Our paper proposes a reparameterization based on Variable Projection that flattens the 5D optimization into two dimensions. This doesn’t magically solve any problems related to non-convexity, but it makes super dense grid search very practical. You could even exhaustively search over the two parameters in the optimization, the (,) exponents, down to some desired level of decimal precision. This gets impractical beyond 4-5 sigfigs, so you could also do this to slightly lower precision and seed an optimization from there. Or you could do this in pure javascript with no linear algebra or optimization libraries in a few seconds and ~70 lines of code (to 1e-3 precision). I’m not sure why you’d want to do it that way – it makes my other point about this not necessarily being complicated to implement though. Better implementations can be found in our repo for the project at https://github.com/Open-Athena/vpnls.
Conclusion
I’m not entirely sure it was worth doing all this work to identify weaknesses in Approach 2. I was originally using it to fit a basic scaling law on some DNA data, and staring at enough wonky parabola fits ultimately got me thinking harder about how that method really works. If I had known that I’d eventually end up with an alternative that has many advantages on top of simply being more standard, I probably would have switched methods and called it a day. It just didn’t work out that way – the advantages were never clear at the start and they rolled out in a very nonlinear fashion.
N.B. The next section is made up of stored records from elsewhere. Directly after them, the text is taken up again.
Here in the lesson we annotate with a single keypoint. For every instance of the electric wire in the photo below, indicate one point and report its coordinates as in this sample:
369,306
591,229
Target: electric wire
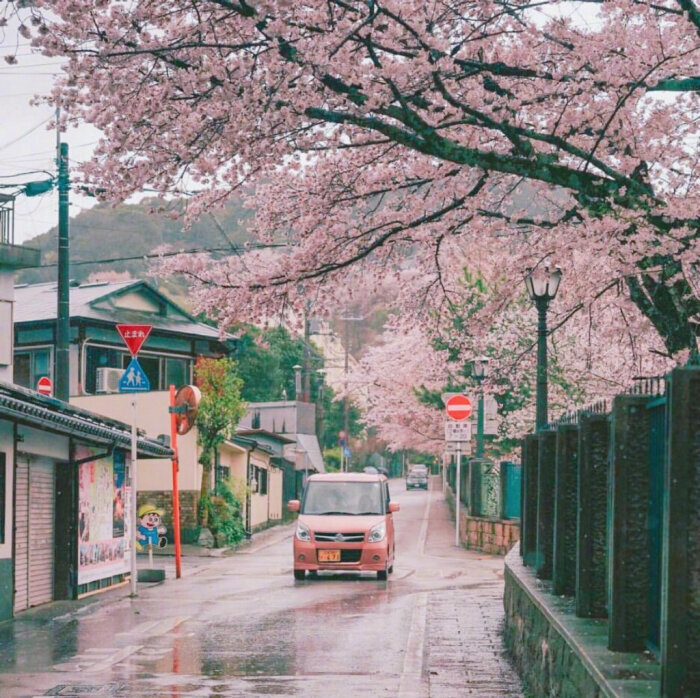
156,255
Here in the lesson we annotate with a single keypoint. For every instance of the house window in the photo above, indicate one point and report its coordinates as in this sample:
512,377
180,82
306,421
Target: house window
3,502
261,478
161,371
176,372
151,367
30,365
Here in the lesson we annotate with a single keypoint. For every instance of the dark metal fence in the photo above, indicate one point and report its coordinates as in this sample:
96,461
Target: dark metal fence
611,515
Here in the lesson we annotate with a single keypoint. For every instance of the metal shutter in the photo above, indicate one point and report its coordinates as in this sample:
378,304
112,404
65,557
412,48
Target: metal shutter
21,535
35,528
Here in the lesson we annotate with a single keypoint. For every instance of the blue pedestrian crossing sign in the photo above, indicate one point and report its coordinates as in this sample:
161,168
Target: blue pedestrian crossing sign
134,380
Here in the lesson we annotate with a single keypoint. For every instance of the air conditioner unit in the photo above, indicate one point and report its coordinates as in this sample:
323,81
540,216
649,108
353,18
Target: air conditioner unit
108,380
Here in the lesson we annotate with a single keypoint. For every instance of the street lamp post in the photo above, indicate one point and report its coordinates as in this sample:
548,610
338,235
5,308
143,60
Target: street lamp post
480,371
542,287
321,372
297,382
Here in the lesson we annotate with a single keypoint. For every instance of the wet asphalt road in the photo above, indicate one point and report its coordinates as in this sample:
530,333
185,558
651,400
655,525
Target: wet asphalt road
241,626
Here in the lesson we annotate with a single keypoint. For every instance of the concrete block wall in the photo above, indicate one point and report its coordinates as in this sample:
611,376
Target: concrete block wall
493,536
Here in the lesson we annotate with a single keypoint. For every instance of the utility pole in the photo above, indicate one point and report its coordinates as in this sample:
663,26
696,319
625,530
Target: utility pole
346,415
307,354
63,310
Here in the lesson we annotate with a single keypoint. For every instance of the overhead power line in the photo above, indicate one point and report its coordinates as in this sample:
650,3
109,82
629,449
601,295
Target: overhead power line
196,250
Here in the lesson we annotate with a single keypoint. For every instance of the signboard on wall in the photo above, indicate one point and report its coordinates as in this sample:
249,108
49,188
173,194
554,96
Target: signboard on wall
103,516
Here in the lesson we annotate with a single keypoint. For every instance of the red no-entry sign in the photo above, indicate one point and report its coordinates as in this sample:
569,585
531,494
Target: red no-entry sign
44,386
459,407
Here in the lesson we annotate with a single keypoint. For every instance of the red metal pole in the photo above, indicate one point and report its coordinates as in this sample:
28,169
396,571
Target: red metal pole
176,489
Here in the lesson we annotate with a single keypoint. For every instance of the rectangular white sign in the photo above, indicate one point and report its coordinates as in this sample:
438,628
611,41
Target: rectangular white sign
464,448
458,431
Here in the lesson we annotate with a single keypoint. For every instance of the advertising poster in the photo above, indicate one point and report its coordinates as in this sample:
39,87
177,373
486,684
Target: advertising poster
119,504
102,512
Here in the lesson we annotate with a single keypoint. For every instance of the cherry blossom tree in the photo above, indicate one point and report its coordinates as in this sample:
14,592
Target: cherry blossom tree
372,136
404,377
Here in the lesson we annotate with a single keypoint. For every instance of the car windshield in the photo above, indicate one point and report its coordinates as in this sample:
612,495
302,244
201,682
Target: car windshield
350,497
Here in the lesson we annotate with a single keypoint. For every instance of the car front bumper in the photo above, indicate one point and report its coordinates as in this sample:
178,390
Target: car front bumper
373,557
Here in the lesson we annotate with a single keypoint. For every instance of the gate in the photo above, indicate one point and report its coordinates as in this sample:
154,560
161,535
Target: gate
657,468
511,481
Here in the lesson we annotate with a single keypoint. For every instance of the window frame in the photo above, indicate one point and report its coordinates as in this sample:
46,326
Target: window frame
31,349
161,357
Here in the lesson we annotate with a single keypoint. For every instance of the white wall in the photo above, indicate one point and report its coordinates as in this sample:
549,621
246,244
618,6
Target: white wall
275,493
152,416
43,443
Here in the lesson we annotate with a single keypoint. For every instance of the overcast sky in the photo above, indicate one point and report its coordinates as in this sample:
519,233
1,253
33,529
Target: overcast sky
25,143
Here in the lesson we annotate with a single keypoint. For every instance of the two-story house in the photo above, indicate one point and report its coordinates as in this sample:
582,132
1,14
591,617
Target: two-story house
98,357
64,477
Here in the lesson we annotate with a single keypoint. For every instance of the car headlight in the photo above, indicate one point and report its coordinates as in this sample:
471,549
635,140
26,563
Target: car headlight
303,532
377,533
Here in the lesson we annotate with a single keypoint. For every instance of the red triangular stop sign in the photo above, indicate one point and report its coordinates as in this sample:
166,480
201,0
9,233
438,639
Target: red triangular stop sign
134,336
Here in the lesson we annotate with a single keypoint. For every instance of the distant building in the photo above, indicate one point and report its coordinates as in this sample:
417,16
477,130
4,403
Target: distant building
297,421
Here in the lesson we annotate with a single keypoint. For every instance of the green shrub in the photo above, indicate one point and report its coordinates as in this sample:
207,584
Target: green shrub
225,518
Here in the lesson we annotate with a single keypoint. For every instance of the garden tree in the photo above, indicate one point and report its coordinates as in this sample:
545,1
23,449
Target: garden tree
220,409
365,130
266,360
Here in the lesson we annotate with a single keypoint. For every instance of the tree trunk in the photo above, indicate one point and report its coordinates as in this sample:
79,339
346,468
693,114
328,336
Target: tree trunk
203,509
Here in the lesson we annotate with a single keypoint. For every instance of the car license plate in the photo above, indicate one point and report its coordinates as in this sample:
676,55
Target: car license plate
329,555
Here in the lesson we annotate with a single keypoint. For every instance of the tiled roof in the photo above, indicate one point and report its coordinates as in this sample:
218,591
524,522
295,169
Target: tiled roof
38,302
28,407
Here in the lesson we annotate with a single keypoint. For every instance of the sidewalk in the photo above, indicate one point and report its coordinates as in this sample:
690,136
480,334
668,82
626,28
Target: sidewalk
466,655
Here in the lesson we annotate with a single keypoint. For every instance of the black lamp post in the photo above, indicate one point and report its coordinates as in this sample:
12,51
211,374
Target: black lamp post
542,286
479,372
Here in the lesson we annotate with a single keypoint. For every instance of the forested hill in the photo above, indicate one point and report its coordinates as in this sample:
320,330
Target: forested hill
118,238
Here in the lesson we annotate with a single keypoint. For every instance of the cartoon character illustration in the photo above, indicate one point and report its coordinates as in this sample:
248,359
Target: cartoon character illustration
150,531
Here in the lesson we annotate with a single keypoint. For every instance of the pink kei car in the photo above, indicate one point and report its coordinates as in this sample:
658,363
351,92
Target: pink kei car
345,523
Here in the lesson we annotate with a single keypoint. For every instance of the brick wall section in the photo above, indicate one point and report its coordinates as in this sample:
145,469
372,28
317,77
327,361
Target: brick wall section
189,530
493,536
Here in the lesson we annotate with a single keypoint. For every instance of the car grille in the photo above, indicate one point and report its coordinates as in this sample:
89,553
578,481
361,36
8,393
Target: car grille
334,537
352,555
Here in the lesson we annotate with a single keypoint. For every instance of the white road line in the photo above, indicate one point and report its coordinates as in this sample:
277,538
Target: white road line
411,684
424,528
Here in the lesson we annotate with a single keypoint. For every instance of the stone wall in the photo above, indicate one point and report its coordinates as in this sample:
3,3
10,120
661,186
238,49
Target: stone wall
558,654
189,531
494,536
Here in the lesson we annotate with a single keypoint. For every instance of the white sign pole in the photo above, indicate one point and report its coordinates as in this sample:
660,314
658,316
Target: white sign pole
457,484
133,498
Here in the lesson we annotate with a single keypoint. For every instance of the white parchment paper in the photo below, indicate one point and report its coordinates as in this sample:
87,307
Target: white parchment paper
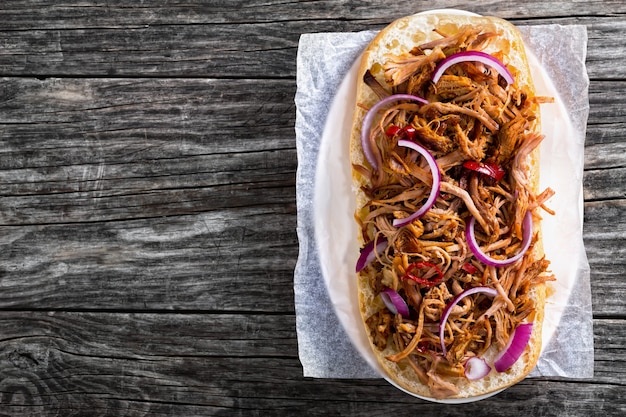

Hopefully, there is something in between these simulations, proofs, the IsoFLOP data we gathered and curated, the reparameterization we proposed, and the literature we synthesized that will help nudge the space of scaling law modeling towards better standardization. In our paper, we gave more than 10 examples of analytical extensions to Chinchilla laws that have already been published. Many of these are very recent too, so I think it’s fair to say that this is a rapidly evolving space and that, much like the original Kaplan and Hoffmann scaling laws, its potential for long-term impact is high. I think it's also fair to say that the space would benefit a lot from more efficient, cohesive strategies for fitting experimental data.